Avec le système chiffré imaginé à la première étape, la confidentialité des données repose sur le fait que la phrase de passe soit gardée secrète. Si elle est tapée devant une caméra de vidéo-surveillance, un adversaire ayant accès à cette caméra ou à ses éventuels enregistrements pourra découvrir ce secret, puis se saisir de l’ordinateur et avoir accès aux données. Plus simplement, un œil attentif, dans un bar, pourrait voir la phrase de passe pendant qu’elle est tapée.

Monter une telle attaque nécessite de surveiller les personnes utilisant cet ordinateur, jusqu’à ce que l’une d’entre elles tape la phrase de passe au mauvais endroit.
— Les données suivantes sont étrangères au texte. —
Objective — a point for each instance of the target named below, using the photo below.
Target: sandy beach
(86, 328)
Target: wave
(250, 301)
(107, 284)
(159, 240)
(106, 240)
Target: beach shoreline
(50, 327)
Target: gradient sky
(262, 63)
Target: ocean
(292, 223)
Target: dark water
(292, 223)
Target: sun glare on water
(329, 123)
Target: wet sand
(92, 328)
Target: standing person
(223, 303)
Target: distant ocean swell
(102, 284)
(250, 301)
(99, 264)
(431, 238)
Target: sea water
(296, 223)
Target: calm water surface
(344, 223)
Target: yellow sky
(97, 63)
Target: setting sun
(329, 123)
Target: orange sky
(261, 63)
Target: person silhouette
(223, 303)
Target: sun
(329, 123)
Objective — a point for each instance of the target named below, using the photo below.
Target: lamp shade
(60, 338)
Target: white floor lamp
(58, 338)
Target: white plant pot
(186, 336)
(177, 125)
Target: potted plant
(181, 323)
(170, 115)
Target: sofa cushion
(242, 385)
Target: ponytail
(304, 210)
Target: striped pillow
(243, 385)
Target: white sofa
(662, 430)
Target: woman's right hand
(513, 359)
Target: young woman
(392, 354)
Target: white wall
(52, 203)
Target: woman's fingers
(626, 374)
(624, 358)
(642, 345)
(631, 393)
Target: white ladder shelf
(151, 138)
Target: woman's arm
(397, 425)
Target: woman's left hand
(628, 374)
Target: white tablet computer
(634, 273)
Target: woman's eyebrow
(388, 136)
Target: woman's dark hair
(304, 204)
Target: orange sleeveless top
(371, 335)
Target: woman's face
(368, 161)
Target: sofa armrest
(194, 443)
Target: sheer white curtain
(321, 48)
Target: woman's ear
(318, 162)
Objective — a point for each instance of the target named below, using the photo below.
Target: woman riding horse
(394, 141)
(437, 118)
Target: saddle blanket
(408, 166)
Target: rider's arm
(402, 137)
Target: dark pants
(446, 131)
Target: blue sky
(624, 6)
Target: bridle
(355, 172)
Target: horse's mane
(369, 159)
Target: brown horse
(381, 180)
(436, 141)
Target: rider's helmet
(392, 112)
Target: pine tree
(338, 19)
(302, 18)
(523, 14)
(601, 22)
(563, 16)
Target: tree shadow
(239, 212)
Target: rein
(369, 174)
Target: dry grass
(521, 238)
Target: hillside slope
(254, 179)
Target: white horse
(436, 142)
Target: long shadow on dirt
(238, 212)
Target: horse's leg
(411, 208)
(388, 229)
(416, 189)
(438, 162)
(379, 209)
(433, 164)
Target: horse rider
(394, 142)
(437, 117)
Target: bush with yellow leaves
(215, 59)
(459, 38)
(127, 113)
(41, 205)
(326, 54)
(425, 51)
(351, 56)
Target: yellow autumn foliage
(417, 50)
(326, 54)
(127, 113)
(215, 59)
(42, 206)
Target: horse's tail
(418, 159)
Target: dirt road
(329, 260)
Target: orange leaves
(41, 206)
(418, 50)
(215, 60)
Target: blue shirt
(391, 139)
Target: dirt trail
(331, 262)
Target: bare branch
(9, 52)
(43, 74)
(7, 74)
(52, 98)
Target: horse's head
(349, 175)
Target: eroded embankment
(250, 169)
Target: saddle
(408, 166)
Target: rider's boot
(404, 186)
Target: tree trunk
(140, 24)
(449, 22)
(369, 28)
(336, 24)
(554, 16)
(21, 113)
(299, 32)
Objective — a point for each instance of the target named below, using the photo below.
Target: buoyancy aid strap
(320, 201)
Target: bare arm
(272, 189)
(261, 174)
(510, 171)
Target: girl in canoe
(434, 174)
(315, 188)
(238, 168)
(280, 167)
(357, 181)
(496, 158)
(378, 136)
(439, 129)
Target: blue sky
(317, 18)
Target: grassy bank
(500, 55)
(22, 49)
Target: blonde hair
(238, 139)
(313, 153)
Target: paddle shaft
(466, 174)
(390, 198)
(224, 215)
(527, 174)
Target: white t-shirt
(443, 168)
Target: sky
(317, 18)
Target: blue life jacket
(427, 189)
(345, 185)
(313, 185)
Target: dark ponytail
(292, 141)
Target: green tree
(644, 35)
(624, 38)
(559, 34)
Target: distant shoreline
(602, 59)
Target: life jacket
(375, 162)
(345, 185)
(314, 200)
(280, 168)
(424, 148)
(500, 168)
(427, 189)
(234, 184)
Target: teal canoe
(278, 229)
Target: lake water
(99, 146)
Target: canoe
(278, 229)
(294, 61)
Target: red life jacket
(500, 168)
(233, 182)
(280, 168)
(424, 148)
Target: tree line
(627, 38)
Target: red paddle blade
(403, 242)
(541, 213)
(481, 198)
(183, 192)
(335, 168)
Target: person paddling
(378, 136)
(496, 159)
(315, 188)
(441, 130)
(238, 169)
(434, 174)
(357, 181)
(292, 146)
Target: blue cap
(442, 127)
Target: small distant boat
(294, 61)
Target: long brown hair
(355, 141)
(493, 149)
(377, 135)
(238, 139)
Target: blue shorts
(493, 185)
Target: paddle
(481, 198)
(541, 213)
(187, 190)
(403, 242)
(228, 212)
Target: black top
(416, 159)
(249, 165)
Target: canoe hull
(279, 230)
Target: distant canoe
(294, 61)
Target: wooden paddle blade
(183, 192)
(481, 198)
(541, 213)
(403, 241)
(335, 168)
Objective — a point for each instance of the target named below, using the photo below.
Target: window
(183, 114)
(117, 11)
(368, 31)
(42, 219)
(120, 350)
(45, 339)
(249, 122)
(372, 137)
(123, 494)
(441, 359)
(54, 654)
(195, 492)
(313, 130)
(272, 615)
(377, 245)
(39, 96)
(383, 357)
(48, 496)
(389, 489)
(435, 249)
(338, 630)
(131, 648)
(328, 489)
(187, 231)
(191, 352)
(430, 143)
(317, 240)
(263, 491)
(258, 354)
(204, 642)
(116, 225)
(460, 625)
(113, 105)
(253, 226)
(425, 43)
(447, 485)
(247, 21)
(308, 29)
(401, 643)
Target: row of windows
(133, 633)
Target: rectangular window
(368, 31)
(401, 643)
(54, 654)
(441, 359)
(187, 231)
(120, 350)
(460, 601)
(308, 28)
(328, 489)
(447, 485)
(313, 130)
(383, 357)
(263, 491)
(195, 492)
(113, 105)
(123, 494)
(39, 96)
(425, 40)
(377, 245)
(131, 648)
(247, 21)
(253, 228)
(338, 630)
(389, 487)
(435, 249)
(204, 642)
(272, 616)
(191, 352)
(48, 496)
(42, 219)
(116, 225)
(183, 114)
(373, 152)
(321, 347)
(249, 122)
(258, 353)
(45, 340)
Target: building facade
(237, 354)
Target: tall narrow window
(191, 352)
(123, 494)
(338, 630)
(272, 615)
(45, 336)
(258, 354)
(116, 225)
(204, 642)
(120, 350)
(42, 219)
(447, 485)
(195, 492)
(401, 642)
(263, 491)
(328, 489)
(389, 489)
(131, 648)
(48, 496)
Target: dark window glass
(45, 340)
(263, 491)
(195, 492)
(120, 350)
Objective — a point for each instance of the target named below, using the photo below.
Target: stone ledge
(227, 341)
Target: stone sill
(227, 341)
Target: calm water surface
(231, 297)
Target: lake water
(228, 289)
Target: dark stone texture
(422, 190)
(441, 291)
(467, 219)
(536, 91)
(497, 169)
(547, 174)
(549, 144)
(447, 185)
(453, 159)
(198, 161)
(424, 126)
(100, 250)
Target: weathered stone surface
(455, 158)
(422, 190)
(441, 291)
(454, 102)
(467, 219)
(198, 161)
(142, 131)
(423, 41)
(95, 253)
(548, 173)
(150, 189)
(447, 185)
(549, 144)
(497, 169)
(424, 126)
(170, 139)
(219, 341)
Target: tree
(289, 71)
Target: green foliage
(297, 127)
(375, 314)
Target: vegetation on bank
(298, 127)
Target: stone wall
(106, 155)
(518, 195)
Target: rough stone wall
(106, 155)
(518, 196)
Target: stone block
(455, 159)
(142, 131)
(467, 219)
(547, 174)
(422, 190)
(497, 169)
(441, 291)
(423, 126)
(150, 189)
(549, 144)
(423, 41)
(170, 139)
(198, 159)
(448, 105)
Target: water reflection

Ça peut prendre du temps et c’est coûteux.

Dans la situation décrite ici, une telle attaque relève de la pure science-fiction ; à l’heure actuelle, rares sont les organisations susceptibles de mettre en œuvre des moyens aussi conséquents, mis à part divers services spéciaux : anti-terroristes, espionnage industriel…

Pour se prémunir d’une telle attaque, il convient de :

  • choisir une longue phrase de passe, qui rend très compliquée la mémorisation « à la volée » par un observateur humain ;
  • vérifier autour de soi, à la recherche d’éventuels yeux (humains ou électroniques) indésirables, avant de taper sa phrase de passe.
  • cacher son clavier à l'aide de l'écran dans le cas d'un ordinateur portable, ou à l'aide d'un tissu1 (manteau, cape).

  1. Dans Citizen Four, on peut voir Edward Snowden mettre un tissu par dessus lui et son ordinateur pour taper sa phrase de passe.